The statutory guidance in place states that age assessments should only be carried out where there is reason to doubt that the individual is the age they claim. Age assessments should not be a routine part of a local authority’s assessment of unaccompanied or trafficked children
But we regularly see young people who are assessed as being over 18 only for this to later be overturned following a challenge. Sometimes this view is simply not supported by other professionals working with the young person. Sometimes the young person has been referred to another local authority because of concerns about their vulnerability in unsupported adult accommodation with the new local authority accepting them as a child. These are not middle-aged individuals posing as children to cheat their way through the asylum system as some media reports would have you believe.
Physical appearance is accepted to be a notoriously unreliable indicator of age. Think about the reasoning behind the “challenge 25” policy in the UK for selling alcohol – it is accepted for these purposes that you can’t tell someone’s age just by looking at them. Why do we therefore think it is acceptable to do the same for these particularly vulnerable young people when the stakes are so high?
One of our young people described the questioning process like this: “when I arrived two ladies came to the police station. They asked a lot of questions, I was very tired and upset, it was only two hours after arriving. I had a severe headache but they did not care and carried on with their questioning. I was kept for one day and one night, then taken to a hotel…I felt very sad and I was treated like a criminal, they did not care about what I was going through or what I was saying.”
Age assessments can be a time consuming and traumatic process for the young people involved. Usually at the same time as they are being asked lots of questions by their legal representative and the Home Office they are being asked questions about their age by social services as well. The trauma and frustration at not being believed by social services, of having to go over the same, often distressing topics about the reasons why they had to leave their home and their family, about the family they have left behind and often have no contact with and about their lengthy, arduous journeys across continents, is bound to be damaging and will often lead to a breakdown in trust with the authorities.
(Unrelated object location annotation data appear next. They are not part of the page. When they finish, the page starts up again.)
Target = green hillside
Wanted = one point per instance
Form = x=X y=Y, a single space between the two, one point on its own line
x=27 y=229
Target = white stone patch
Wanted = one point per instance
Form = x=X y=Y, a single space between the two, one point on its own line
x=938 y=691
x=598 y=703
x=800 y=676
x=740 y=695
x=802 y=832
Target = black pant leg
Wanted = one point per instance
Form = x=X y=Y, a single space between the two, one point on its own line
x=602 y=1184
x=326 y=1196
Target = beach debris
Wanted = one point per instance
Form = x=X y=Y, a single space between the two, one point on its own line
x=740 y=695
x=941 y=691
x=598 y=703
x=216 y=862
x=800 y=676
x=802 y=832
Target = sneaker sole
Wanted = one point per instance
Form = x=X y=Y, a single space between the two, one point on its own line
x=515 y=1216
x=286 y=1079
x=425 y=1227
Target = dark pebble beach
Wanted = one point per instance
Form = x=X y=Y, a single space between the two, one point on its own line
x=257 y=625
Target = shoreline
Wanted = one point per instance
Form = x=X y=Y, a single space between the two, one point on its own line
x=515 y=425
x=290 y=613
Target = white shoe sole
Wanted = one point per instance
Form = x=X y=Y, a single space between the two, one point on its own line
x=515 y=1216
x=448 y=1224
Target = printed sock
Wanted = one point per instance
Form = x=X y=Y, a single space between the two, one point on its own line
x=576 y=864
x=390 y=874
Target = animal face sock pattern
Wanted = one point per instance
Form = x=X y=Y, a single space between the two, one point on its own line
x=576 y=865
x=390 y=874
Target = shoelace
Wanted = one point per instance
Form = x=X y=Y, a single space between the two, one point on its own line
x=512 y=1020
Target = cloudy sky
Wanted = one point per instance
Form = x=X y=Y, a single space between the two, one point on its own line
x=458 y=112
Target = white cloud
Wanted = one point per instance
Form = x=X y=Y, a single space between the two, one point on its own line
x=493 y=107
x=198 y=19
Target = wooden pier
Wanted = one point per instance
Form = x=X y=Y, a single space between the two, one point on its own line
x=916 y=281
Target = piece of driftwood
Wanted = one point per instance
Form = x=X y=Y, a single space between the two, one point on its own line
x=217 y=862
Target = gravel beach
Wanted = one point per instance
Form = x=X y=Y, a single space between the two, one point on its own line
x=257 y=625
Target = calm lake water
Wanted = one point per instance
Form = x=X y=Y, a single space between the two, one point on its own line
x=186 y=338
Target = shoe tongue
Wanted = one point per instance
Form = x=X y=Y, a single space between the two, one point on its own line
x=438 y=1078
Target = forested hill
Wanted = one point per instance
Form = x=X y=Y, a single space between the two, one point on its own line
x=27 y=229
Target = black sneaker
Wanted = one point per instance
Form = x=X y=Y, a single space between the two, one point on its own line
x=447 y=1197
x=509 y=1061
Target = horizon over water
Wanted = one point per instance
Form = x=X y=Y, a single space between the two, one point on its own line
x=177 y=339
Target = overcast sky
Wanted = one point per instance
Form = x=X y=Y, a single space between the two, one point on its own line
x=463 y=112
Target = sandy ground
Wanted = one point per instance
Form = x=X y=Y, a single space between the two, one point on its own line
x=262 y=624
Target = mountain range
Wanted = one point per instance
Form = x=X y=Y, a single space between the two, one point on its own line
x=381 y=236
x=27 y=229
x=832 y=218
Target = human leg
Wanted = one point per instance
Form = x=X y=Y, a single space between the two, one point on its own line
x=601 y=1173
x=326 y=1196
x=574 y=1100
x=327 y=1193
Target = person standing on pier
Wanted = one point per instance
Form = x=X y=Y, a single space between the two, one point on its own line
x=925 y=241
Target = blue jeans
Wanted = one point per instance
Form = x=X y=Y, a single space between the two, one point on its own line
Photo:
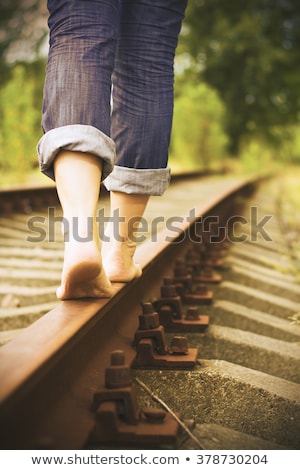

The implications for the young person’s future in the UK are significant and determine the level of support they receive and the manner in which their asylum claim is dealt with. There is often a delay on the asylum claim being processed whilst the issue of age is resolved – sometimes this means a young person arriving under 18 will not have their application considered whilst they are still a child. Hassan (not his real name) was a young person from Iran who was age assessed as an adult. He was taken to GMIAU’s Asylum Support Housing Advice (ASHA) project based in Moss Side and, upon disclosing his age, he was referred to GMIAU’s Young People’s Support Worker for help in December 2017. His age was accepted on 29 March 2019, six days before his 18th birthday. During this time Hassan had been detained in an immigration centre, moved in and out of adult asylum accommodation and his asylum claim has been on hold until a decision on his age. His asylum claim will now proceed to be considered as an adult.
We hope the Home Office and local authorities will use the recent Court of Appeal case as an opportunity to question the appropriateness of age assessing large numbers of children seeking asylum. There should be a systemic overhaul of the way the government approaches the issue, rather than leaving individuals at risk and forced to seek incremental improvements on a case by case basis through the courts. Without significant changes to the age assessment process, we are placing some of the most vulnerable children and young people in our society at risk of significant harm.